The infrastructure developed to support the mine will ripple outward. Roads and transmission lines linking Nok Kundi to the national highway and power grid will open up previously isolated regions. In parallel, a portion of the project’s revenues has been earmarked for local development, including healthcare, education, and access to clean water in communities like Chagai. But progress cannot exist without protection. Given the region’s volatility, Pakistan’s military has committed to establishing special security zones around the project. The army chief himself assured investors of unwavering protection against sabotage and militancy. While such guarantees may be essential, security cannot substitute for legitimacy. If local communities do not feel that they have tangible benefits that they are not partners in progress then the patterns of resistance may reappear.

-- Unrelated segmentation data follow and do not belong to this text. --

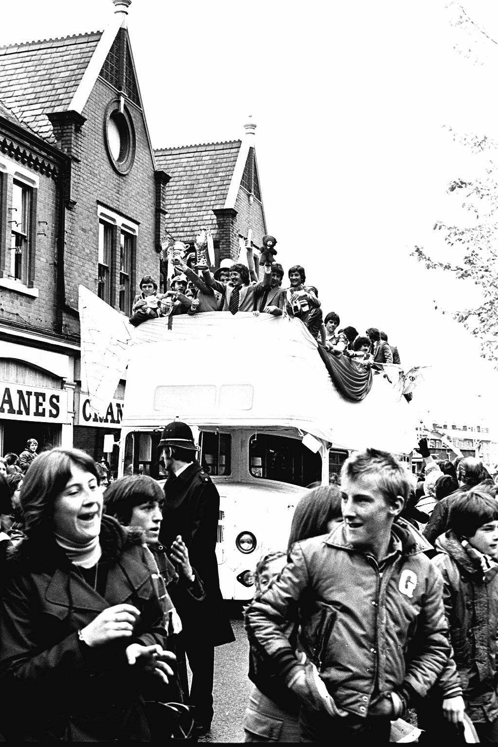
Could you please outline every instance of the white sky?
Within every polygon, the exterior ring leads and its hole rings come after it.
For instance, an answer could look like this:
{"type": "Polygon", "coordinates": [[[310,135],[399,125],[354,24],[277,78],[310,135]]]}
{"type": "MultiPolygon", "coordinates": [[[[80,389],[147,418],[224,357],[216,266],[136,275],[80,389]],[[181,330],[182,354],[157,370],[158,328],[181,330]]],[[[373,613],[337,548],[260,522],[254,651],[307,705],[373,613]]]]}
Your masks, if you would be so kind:
{"type": "MultiPolygon", "coordinates": [[[[304,264],[343,325],[385,329],[405,368],[432,366],[412,403],[422,414],[493,427],[498,374],[434,309],[474,290],[409,258],[455,214],[447,183],[474,170],[443,125],[498,137],[498,46],[452,27],[445,5],[133,0],[128,29],[153,146],[239,137],[251,113],[284,267],[304,264]]],[[[497,5],[464,1],[497,39],[497,5]]],[[[113,12],[111,0],[24,0],[21,16],[4,3],[0,46],[100,30],[113,12]]]]}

It could also be a hedge against opacity involving multiple international actors, as compared to the decision to remove from the radar a Batty, which is a potential allegory for dropping Iraq from the radar. Sitting in the middle of Saudi and potential U.S. interests, the project could be subject to more scrutiny of everything from transparency to following global environmental and labor norms. This may result in external scrutiny to be a safeguard rather than a burden for a country with a checkered history of governance in extractive industries.

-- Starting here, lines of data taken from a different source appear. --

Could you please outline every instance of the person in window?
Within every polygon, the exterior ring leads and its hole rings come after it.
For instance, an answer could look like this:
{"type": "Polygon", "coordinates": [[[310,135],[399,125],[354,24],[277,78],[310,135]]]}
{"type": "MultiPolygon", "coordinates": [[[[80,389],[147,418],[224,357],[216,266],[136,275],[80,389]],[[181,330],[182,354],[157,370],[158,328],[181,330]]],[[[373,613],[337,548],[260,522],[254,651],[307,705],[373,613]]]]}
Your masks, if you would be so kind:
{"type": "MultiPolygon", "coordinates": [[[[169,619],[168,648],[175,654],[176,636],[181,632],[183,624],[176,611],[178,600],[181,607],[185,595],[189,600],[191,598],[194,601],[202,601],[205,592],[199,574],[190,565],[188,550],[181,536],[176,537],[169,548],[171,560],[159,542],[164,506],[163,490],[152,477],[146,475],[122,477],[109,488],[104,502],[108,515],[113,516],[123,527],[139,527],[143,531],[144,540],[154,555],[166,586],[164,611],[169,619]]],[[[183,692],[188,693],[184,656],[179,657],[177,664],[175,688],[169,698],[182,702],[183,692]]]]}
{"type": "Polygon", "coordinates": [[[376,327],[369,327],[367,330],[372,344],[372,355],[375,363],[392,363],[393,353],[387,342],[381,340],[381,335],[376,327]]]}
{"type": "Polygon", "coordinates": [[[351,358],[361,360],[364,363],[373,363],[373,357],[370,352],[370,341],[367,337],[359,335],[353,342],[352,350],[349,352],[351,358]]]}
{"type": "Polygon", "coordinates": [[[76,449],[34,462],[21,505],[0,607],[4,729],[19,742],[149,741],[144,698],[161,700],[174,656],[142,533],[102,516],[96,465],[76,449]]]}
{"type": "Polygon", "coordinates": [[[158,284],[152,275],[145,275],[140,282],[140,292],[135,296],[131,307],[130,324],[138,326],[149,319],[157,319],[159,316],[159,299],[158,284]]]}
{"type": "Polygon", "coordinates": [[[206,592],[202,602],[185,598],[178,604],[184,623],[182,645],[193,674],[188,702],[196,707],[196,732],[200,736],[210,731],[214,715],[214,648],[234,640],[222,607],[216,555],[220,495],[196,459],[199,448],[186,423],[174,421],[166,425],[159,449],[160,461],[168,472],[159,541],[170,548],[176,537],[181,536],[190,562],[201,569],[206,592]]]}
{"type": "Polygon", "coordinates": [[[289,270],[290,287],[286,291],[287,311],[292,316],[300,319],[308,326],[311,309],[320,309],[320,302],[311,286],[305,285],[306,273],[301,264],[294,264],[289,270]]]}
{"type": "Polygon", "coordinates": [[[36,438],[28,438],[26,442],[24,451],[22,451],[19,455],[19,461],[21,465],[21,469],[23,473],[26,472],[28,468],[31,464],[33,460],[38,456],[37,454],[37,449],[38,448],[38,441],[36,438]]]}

The implications are as significant as wide. If the Reko Diq project is allowed to progress according to plan, it would have the potential to reduce Balochistan’s reliance on federal transfers and hence improve its own fiscal autonomy. The existence of multinational firms could encourage the creation of ancillary sectors as transport, hospitality, machinery maintenance, diversifying thus, the economic base of the province. And yet, history tempers optimism. The wounds of past exploitation run deep. Balochistan has seen wealth emerged from Saindak and gone to Sui, while its people have continued to bleed. And that must not echo the betrayal of the current moment. Mineral development is not a colonial project draped as ‘development’ or a fortress closed to the world behind checkpoints. It must be a process of participatory, just and locally empowered nature
There is more than gold beneath the ground of Chagai. There is a chance, a rare one, for Pakistan to recalibrate its relationship with a region long on the margins. The minerals of Balochistan could fuel electric vehicles in Europe, data centers in California, and wind turbines in the Gulf. But their truest value lies in their power to light homes in Dalbandin, build schools in Washuk, and restore trust between a state and its citizens. Digging for minerals is easy. Digging for dignity, that is the real challenge.